NOAA meteorologist Nat Johnson has noted that while forecasts provide “an early heads up on changing risks,” intensity remains “very uncertain,” as CNN reported. A technical caveat further complicates the picture: some ECMWF forecast values may be slightly inflated because they use a 1981-2010 baseline rather than the warmer 1991-2020 reference period, potentially overstating strength by roughly 0.5 degrees Celsius.

Climate Change Complicates the Calculus

Global and western Pacific sea surface temperatures were warmer in early 2026 than in early 2023, the year that preceded the most recent strong El Nino. Rising greenhouse gas forcing complicates how El Nino amplitude is measured and its impacts experienced. A Nature Communications study found that super El Nino events drive climate regime shifts with enhanced risks under global warming, meaning that even a moderately strong event in today’s warmer baseline climate could produce impacts comparable to the super events of decades past.

Analysis

What a Super El Nino Would Mean

If the stronger projections verify, the consequences would be sweeping.
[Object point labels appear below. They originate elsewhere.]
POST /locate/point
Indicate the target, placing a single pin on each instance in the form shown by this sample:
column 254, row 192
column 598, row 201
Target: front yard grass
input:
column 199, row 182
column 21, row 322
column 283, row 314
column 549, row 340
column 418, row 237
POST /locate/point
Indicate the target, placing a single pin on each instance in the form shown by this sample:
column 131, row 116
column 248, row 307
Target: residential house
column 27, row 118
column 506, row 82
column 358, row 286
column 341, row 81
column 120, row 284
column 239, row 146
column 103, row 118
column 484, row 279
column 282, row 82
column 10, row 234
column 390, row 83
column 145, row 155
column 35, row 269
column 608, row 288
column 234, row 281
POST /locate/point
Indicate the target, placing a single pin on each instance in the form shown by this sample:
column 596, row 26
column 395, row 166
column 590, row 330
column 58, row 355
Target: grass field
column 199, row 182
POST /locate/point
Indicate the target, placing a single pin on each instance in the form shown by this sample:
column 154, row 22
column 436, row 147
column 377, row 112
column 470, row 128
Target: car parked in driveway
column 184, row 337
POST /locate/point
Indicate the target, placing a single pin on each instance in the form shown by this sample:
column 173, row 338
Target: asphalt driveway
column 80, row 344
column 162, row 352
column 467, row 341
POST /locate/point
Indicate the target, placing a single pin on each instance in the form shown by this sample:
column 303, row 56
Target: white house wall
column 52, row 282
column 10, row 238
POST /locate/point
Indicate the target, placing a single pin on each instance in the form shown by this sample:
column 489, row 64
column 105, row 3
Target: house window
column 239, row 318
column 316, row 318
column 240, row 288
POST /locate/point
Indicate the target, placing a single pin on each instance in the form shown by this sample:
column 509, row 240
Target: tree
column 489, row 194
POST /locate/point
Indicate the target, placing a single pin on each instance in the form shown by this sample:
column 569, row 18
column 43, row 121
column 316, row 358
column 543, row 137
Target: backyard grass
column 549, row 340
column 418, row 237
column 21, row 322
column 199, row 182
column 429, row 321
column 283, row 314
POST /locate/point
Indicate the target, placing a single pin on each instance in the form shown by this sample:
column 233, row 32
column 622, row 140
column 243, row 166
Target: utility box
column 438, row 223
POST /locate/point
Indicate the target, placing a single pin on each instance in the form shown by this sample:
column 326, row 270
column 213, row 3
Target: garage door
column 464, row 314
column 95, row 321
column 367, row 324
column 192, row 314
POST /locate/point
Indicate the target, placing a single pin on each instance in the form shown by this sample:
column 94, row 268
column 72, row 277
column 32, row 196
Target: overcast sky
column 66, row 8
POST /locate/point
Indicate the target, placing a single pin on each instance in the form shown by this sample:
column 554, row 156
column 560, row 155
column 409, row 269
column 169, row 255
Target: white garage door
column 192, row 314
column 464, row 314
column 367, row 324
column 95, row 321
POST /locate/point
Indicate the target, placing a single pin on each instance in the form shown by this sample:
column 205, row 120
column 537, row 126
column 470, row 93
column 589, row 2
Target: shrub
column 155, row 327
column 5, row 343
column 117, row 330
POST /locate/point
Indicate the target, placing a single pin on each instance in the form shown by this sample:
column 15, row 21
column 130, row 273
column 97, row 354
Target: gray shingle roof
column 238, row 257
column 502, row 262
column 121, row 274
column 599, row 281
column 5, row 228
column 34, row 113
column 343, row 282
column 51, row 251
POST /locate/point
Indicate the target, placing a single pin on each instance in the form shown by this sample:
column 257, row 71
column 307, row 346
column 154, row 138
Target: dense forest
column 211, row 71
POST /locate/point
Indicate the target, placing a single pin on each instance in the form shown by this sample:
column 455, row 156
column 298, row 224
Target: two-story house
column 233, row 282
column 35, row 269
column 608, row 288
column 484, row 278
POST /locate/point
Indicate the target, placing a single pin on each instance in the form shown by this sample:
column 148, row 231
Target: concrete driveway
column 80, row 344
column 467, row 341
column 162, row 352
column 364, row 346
A super El Nino continuing through winter would “nearly guarantee that 2026, 2027, or both will set records as the warmest year since 19th-century instrumental data began,” according to CNN. Live Science reported that 2027 becomes “very likely to be the warmest year on record” due to the historical lag between ENSO and surface temperatures.

Regional impacts would be far-reaching. The Atlantic hurricane season faces significant suppression due to increased wind shear, while the Pacific would see strengthened tropical cyclone activity. The United States could experience cooler-than-normal summers across the northern and central states, followed by a winter of amplified storms across the southern tier and California, according to The Washington Post. Globally, drought conditions would likely intensify across Australia, the Amazon basin, India, and central and southern Africa, while southeastern South America and the Horn of Africa face elevated flood risk.

The Narrowing Window for Preparation

The convergence of model signals, while not yet definitive, is strong enough that governments, agricultural planners, and disaster preparedness agencies have a narrowing window to act. Previous super El Nino events triggered cascading effects across food systems, water resources, and public health that lasted years after the ocean temperatures normalized. With the next round of model updates expected in late May, the coming weeks will determine whether forecasters upgrade their outlooks further or whether the spring predictability barrier claims another premature consensus.